I’m always amazed by the myriad of influences in Jamaican cuisine, as well as the island’s astounding produce. So this dish reflects the impact of Montego Bay’s Hindustani or Indo-Jamaican community.
Serve with rice or, for a real Jamaican kick, with Grandma Southby’s Rice and Peas.

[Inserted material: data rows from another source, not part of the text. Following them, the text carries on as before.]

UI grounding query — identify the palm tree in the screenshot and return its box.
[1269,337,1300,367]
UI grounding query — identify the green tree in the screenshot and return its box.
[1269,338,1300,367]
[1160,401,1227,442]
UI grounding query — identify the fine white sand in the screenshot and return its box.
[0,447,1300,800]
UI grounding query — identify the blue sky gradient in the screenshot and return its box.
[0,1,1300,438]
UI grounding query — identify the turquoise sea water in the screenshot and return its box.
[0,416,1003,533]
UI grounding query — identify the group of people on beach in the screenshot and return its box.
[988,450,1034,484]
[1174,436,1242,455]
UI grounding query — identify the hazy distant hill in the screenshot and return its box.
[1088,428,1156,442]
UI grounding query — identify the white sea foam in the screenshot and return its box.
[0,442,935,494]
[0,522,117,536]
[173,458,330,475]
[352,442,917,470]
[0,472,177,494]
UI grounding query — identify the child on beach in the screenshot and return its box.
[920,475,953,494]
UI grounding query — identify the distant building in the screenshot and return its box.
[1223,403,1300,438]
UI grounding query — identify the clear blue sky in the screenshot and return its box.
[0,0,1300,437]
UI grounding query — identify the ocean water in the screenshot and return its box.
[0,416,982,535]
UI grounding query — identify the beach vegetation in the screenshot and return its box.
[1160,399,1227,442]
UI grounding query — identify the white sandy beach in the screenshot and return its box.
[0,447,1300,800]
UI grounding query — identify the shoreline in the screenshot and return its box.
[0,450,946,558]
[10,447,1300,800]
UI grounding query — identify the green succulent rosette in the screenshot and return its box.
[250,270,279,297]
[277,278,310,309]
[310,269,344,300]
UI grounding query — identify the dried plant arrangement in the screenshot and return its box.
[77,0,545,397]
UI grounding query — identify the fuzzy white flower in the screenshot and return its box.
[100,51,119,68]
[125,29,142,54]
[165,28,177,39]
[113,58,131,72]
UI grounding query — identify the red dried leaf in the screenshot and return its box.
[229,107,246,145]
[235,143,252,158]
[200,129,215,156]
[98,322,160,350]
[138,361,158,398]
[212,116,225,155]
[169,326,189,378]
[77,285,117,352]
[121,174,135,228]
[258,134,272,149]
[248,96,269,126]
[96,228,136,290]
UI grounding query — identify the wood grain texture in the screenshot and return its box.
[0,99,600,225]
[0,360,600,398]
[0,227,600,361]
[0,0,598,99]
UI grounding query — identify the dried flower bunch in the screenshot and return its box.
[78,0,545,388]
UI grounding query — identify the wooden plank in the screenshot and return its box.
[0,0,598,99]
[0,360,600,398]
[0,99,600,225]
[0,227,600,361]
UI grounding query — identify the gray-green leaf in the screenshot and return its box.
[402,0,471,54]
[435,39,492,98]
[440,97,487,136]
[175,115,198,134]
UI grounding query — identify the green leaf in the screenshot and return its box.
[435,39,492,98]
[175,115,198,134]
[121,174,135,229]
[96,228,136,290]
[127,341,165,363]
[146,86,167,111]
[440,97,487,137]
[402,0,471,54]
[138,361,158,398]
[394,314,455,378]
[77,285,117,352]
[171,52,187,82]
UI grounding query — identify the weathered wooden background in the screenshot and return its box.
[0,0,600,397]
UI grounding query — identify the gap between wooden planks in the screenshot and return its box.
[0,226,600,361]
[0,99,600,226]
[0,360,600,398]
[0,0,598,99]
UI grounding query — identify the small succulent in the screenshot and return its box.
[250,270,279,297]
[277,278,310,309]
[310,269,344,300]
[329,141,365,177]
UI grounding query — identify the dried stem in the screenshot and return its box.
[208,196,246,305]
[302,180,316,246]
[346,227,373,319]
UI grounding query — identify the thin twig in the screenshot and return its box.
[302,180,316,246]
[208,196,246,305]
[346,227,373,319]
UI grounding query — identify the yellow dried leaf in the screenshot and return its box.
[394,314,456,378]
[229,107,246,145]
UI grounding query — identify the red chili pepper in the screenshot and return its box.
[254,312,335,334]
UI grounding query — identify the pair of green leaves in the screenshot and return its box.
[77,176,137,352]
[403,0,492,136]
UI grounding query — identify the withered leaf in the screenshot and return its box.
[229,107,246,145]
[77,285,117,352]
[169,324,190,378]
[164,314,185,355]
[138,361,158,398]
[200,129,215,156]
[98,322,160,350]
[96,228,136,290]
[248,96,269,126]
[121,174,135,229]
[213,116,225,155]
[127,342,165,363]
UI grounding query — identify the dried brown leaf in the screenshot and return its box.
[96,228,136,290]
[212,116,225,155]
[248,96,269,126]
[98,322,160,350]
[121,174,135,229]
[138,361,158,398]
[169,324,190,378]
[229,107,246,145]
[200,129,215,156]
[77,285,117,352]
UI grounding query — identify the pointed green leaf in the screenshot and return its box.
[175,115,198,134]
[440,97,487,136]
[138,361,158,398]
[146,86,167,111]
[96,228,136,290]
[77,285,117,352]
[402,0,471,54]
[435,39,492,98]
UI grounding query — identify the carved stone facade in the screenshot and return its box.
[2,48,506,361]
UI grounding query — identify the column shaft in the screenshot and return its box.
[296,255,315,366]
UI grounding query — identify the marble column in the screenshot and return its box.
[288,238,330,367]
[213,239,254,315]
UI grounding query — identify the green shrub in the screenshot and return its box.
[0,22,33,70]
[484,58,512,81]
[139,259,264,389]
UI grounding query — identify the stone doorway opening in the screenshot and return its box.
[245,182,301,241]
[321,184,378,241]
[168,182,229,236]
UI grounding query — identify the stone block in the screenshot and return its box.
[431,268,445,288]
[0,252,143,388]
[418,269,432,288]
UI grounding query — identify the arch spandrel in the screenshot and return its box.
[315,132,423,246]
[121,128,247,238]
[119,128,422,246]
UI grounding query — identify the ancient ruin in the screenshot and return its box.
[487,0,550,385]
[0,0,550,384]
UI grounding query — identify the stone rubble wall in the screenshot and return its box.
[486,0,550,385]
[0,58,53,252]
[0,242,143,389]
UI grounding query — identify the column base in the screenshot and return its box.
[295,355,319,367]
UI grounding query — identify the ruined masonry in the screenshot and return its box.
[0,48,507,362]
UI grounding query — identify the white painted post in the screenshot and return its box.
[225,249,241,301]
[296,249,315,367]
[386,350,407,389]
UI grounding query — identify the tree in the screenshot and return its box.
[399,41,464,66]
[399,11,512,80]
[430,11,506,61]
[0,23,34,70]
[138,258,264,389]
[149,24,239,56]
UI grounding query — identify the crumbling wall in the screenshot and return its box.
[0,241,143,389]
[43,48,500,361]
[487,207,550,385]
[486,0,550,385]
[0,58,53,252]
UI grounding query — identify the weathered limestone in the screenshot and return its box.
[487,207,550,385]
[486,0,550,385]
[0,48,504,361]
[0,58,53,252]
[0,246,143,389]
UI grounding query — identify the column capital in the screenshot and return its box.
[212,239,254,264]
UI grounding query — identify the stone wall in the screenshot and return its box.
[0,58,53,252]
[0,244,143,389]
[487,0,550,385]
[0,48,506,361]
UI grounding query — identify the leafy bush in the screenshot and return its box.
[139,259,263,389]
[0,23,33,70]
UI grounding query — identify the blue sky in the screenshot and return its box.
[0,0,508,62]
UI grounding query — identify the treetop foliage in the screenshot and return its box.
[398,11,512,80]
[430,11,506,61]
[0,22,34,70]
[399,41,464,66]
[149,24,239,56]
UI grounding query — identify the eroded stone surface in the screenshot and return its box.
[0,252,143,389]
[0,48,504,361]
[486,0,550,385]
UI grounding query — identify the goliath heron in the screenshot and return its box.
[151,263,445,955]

200g white fish — anything firm and sustainable: haddock, pollock, farmed cod — cut into chunks
1 x 400g tin chopped tomatoes
1 teaspoon coriander seeds
1 teaspoon black mustard seeds
1 teaspoon cumin seeds
2 allspice berries
½ teaspoon chilli flakes
1 tablespoon vegetable oil
1 shallot, peeled and chopped
1 small or ½ large clove garlic, peeled and chopped
2 fresh Kaffir lime leaves
½ teaspoon sea salt
½ teaspoon tamarind puree
½ lime, juiced
2 tablespoons coconut cream or yogurt (optional)
1. Heat a dry frying pan and toast the coriander seeds, mustard seeds, cumin seeds and allspice berries over a low heat for 3–4 minutes, until fragrant. Grind them up in a pestle and mortar or a spice mill. Set aside.
2. Heat the vegetable oil in a wide heavy-based pan, and soften the shallot and the garlic. Add the spices and stir for 30 seconds more. Add the tinned chopped tomatoes, the tamarind puree, the lime juice, one of the kaffir lime leaves, sea salt and a grinding of black pepper. Simmer for 1 minute.
3. Add your fish and simmer for another 3–5 minutes until the fish looks white and is breaking apart.
4. Taste for seasoning. If you like, swirl through some yogurt or coconut cream.
5. Serve with rice and garnish with the other lime leaf, slivered into ribbons.